Between history and the present day
The Algarve is a region steeped in history, characterised by castles, monasteries and fortresses, some of which remain as ruins. The Frame House inevitably becomes part of this cultural memory. It appears as a contemporary continuation of defensive architecture: a bunker, a refuge, and certainly a statement of permanence.
At the same time, it points to a global trend in contemporary architecture. Brutalism, long dismissed as a relic of past decades, has been experiencing a rediscovery in recent years. Young architects are taking up its principles, transforming them and once again using concrete as an aesthetic and substantive medium. The Portuguese example of the Portuguese firm Pedro Domingos Arquitectos is part of this movement – not as a copy, but as an independent interpretation.
Beauty in the raw and imperfect
An architecture that provokes and divides. One thing is certain: the Frame House leaves no one indifferent. Its quality lies precisely in its deliberate incompleteness, its raw materiality and its renunciation of decorative additions. Here, beauty does not arise from comfort or ornamentation, but from the clarity of form and the consistency of attitude.

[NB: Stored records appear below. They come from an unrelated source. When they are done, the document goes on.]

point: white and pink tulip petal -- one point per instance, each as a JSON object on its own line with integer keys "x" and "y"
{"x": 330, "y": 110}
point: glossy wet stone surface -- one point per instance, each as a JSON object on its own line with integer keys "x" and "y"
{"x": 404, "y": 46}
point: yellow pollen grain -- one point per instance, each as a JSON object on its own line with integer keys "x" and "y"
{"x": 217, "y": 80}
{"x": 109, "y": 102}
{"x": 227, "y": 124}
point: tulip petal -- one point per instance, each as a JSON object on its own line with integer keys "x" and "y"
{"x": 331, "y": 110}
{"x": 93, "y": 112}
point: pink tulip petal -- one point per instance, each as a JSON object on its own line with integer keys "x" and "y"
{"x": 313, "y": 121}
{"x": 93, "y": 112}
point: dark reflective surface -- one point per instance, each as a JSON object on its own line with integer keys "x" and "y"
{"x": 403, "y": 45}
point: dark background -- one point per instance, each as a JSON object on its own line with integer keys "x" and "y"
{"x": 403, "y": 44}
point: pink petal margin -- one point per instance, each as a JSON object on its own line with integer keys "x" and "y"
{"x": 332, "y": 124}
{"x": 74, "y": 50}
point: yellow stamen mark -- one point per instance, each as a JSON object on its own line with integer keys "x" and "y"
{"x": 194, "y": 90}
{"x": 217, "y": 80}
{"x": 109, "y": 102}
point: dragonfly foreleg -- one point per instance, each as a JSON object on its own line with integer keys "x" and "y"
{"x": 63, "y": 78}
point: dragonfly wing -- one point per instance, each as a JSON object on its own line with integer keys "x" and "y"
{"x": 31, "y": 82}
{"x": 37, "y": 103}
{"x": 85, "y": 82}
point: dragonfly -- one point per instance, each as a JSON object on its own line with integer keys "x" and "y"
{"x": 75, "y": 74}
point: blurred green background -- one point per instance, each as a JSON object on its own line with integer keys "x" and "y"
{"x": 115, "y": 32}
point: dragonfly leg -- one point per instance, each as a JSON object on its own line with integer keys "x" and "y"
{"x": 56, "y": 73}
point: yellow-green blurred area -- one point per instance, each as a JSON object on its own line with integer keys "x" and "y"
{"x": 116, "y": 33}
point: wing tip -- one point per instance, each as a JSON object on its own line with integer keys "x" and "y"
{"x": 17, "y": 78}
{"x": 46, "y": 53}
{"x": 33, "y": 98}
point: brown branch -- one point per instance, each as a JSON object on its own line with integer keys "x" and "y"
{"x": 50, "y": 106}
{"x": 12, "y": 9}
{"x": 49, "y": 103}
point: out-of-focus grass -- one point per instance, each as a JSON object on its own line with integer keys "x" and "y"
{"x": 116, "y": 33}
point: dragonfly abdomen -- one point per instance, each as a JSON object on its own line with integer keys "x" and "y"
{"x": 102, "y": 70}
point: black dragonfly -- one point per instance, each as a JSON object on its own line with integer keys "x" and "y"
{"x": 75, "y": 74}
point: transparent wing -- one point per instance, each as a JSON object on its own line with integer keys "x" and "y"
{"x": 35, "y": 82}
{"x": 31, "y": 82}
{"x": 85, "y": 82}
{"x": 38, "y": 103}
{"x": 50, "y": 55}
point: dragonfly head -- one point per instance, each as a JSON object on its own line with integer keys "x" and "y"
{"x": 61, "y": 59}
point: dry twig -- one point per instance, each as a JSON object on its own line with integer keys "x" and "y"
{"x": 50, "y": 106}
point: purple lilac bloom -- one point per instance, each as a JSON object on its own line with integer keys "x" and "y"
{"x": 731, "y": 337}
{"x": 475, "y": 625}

Whether you love or hate the house, whether you can imagine living in it or not, it opens up a conversation about what architecture can be today. At a time when many residential buildings oscillate between standardisation and ‘lifestyle marketing,’ Frame House sends a strong message. It challenges us to think about the essence of building – about materials, space and the relationship between people and their environment.

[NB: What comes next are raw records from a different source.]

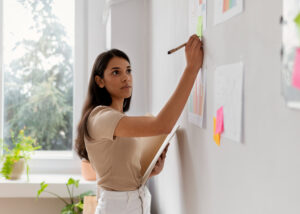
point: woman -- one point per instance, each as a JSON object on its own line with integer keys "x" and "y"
{"x": 108, "y": 138}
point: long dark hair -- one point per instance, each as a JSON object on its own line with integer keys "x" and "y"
{"x": 97, "y": 96}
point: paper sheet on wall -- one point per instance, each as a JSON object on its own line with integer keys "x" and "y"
{"x": 226, "y": 9}
{"x": 197, "y": 100}
{"x": 228, "y": 92}
{"x": 197, "y": 8}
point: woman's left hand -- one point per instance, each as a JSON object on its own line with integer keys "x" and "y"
{"x": 160, "y": 163}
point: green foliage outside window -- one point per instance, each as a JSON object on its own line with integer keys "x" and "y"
{"x": 38, "y": 90}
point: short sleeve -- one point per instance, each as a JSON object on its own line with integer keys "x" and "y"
{"x": 103, "y": 121}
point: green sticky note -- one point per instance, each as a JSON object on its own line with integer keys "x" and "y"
{"x": 297, "y": 20}
{"x": 199, "y": 26}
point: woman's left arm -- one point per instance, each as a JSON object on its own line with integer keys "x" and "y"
{"x": 160, "y": 163}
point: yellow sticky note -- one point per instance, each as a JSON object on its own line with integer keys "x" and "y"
{"x": 199, "y": 26}
{"x": 216, "y": 136}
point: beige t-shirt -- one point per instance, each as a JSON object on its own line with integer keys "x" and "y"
{"x": 116, "y": 160}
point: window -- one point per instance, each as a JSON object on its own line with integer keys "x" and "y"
{"x": 65, "y": 63}
{"x": 38, "y": 62}
{"x": 42, "y": 60}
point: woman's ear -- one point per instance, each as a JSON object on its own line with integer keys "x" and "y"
{"x": 99, "y": 81}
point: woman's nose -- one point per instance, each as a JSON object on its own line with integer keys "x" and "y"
{"x": 125, "y": 77}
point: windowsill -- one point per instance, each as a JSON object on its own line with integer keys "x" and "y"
{"x": 57, "y": 184}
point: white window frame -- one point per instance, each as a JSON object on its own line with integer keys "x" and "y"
{"x": 87, "y": 15}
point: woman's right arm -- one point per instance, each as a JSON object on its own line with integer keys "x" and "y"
{"x": 168, "y": 116}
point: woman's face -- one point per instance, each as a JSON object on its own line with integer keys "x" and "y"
{"x": 117, "y": 78}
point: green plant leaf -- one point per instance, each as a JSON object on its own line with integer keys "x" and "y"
{"x": 79, "y": 205}
{"x": 43, "y": 187}
{"x": 73, "y": 181}
{"x": 69, "y": 209}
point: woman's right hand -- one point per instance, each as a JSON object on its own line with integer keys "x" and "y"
{"x": 194, "y": 53}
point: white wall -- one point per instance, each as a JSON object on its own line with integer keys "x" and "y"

Contribution to architectural discourse
The fact that this debate is taking place in a location that many people associate primarily with sun, sand and Mediterranean ease makes the contrast all the more exciting. This is not a holiday home, but an architectural manifesto that radically and unwaveringly represents a certain attitude.
The brutalist Frame House near Santa Bárbara de Nexe is much more than a private retreat. It is an architectural experiment that defies convention, provokes and polarises. It rejects the familiar notion of domesticity and replaces it with an aesthetic austerity that can be both fascinating and repellent, even repulsive.
The Frame House thus joins the discourse on the return of brutalism. It shows that architecture still has the power to spark debate, provoke irritation and open up new perspectives. And that is precisely where its greatest strength lies.